May 27, 1927 – March 5, 1987
Long before people talked about the Corvette lifestyle, Don Yenko lived it. The only son of a Chevrolet dealer from small town Pennsylvania, Yenko joined the race for the good life early on – and risked it all skidding through the corners of the country’s race tracks, pursuing the checkered flag.

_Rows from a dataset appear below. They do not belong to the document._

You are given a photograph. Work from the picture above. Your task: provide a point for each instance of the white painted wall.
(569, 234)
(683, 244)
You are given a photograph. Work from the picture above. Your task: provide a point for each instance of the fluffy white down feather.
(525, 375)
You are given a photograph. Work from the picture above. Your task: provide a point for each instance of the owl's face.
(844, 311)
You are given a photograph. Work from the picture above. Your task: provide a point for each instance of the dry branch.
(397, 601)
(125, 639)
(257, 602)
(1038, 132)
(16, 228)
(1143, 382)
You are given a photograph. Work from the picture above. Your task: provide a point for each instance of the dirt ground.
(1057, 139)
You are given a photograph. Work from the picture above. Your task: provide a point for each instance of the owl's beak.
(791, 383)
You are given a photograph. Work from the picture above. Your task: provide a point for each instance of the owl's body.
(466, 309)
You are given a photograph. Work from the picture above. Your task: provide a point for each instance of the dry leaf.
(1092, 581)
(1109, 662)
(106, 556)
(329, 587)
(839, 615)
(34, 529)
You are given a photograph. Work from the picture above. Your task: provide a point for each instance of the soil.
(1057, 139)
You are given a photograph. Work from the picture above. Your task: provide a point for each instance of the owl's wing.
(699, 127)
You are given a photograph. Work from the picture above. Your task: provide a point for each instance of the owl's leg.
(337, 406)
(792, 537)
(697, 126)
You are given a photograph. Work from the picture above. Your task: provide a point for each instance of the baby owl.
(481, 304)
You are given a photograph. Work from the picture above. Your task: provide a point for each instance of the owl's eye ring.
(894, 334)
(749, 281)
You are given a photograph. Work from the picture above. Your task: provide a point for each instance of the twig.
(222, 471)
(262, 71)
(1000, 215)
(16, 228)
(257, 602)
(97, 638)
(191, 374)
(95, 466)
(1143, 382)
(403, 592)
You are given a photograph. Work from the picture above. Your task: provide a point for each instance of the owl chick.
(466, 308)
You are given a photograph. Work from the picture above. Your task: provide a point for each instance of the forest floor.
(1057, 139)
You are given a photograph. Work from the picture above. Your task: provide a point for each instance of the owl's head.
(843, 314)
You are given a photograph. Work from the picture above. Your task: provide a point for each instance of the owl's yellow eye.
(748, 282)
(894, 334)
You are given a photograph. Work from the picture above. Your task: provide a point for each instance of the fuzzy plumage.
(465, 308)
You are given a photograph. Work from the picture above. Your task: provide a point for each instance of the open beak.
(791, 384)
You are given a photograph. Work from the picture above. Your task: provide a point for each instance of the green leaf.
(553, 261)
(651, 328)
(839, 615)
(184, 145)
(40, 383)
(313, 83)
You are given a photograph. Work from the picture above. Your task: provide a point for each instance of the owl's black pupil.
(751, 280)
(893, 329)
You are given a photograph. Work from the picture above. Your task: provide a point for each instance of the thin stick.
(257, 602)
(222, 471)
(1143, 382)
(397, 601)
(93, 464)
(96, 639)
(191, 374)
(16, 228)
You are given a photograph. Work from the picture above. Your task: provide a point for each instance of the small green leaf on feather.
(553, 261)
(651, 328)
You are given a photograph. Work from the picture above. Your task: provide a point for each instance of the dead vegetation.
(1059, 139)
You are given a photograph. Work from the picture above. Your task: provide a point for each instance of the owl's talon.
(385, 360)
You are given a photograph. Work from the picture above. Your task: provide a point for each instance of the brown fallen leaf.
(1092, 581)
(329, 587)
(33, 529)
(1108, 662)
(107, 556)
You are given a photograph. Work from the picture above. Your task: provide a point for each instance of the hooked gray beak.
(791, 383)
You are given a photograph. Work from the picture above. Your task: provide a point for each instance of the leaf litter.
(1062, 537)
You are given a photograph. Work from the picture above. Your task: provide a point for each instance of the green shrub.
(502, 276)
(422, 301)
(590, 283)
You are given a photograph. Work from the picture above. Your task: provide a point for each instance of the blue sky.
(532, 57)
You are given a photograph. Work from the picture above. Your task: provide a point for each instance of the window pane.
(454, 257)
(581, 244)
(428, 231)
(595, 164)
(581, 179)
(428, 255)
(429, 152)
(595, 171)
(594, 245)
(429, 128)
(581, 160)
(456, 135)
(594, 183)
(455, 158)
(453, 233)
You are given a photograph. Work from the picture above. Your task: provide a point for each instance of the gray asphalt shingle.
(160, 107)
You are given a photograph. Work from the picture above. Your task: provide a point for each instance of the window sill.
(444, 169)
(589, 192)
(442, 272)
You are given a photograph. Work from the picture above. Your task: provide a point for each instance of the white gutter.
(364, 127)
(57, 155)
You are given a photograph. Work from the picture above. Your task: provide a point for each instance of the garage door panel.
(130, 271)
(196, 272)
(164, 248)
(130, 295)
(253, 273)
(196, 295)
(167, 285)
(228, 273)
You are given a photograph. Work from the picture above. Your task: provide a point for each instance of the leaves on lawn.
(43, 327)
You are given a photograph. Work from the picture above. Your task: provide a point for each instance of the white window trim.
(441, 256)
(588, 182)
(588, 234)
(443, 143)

In 1957 Yenko bluffed his way into his first competition race using his new V-8 Corvette. He was hooked. Yenko convinced his father to sponsor a racing effort and was soon entering his Corvette in various SCCA events. Co-founding the Corvette Club of Western Pennsylvania provided a boost to his racing career when the club recruited vice-president of Gulf Oil Grady Davis. Gulf agreed to sponsor two Corvettes for the 1961 racing season and Yenko and Dick Thomspon were hired to drive. For the next three years the Gulf Oil Corvettes dominated the A and B Production classes, and Yenko captured the B Production crown in ’62 and ’63. Although Gulf Oil eventually abandoned Corvette in favor of the Ford Cobra, Yenko remained loyal to Chevy and Corvette for the rest of his career, which included four more divisional championships and a GT victory at Sebring in 1967. He became a legend in supertuning, finding homes for Corvette engines in Novas, Camaros and Chevelles. He died in a plane crash in 1987.